2013 habilitierte sich Charpentier an der Universität Umeå in der medizinischen Mikrobiologie. Vor der Ehrung mit dem Nobelpreis, wurde Emmanuelle Charpentier mit zahlreichen renommierten Auszeichnungen für ihre Arbeit am CRISPR-Cas9-System geehrt. Charpentier ist eine Erfinderin und Mitinhaberin von geistigem Eigentums das auch die CRISPR-Cas9-Technologie umfasst und ist Mitbegründerin von CRISPR Therapeutics und ERS Genomics.
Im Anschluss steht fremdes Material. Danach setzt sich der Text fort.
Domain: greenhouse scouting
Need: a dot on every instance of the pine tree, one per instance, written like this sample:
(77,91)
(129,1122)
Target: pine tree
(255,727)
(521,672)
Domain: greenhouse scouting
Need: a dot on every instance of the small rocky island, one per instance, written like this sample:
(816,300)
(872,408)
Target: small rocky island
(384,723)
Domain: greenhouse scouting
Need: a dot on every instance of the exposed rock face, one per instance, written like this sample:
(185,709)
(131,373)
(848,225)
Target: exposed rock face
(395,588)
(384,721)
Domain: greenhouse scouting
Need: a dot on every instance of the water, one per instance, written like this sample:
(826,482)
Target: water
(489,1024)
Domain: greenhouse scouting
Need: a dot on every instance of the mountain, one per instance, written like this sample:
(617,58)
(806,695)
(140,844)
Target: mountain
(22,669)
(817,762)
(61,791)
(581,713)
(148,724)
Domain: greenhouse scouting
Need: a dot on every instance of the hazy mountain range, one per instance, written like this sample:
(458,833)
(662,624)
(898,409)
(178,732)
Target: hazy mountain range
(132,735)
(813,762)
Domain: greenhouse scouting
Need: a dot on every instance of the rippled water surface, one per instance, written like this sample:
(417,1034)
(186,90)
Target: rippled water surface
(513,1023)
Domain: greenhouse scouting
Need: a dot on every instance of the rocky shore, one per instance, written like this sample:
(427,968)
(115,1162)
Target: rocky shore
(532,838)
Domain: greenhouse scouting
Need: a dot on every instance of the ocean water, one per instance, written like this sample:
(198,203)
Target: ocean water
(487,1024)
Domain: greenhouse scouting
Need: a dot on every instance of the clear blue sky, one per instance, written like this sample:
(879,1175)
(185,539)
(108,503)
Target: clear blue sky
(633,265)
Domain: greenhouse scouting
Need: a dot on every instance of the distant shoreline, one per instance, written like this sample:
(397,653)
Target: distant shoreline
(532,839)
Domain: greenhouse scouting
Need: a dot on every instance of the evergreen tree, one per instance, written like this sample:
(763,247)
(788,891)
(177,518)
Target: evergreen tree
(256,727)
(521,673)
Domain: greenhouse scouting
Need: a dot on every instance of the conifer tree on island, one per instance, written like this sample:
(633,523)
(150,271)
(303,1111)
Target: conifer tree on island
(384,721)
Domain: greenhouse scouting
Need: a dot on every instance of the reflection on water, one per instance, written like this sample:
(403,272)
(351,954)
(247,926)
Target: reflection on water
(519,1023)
Diese beiden Firmen wurden gegründet, um die Entwicklung der CRISPR-Cas9-Genom-Editier-Technologie für biotechnologische und biomedizinische Zwecke zu erleichtern.

Über CRISPR-Cas9
Die CRISPR-Cas9-Technologie ist ein leistungsfähiges und einfach zu verwendendes Gen-Editier-Werkzeug, mit dem effizient und gezielt Änderungen im Genom vorgenommen werden können um Gendefekte zu beheben oder die Genexpression in der Zelle zu verändern. Das CRISPR-Cas9-System wurde ursprünglich als eine adaptive Immunantwort in Bakterien beschrieben, welche Bakterien benutzen um Virus-Angriffe abzuwehren.
Im Jahr 2011 identifizierte das Labor von Charpentier einen wesentlichen Bestandteil des CRISPR-Cas9-Systems, die tracrRNA, was zu einer bahnbrechenden Veröffentlichung in der Fachzeitschrift Nature führte.
Im folgenden Jahr konnte Sie zusammen mit ihren Kollaborationspartnern beschreiben, wie die drei entscheidenden Komponenten des Systems – das Cas9-Enzym und die beiden Lotsen-RNAs crRNA und tracrRNA – zusammenarbeiten, um die funktionale molekulare Schere zu bilden, welche das Genom gezielt an einer bestimmten Stelle schneidet. Diese Ergebnisse wurden in der Fachzeitschrift Science im Jahr 2012 veröffentlicht. In der gleichen Publikation konnten sie auch zeigen, wie das System verändert werden kann, so dass mit speziellen RNA-Vorlagen jede beliebige Sequenz innerhalb des Genoms verändert werden kann. Diese grundlegenden Entdeckungen ermöglichten die anschließende Anwendung der Technologie in vielen verschiedenen Bereichen der Wissenschaft und die Technologie wurde in außergewöhnlich kurzer Zeit von tausenden Wissenschaftlern auf der ganzen Welt aufgegriffen.
CRISPR-Cas9 wird heute sowohl als Werkzeug in der Forschung als auch in der Entwicklung neuartiger therapeutischer Ansätze für Menschen mit schwerwiegenden Krankheiten verwendet.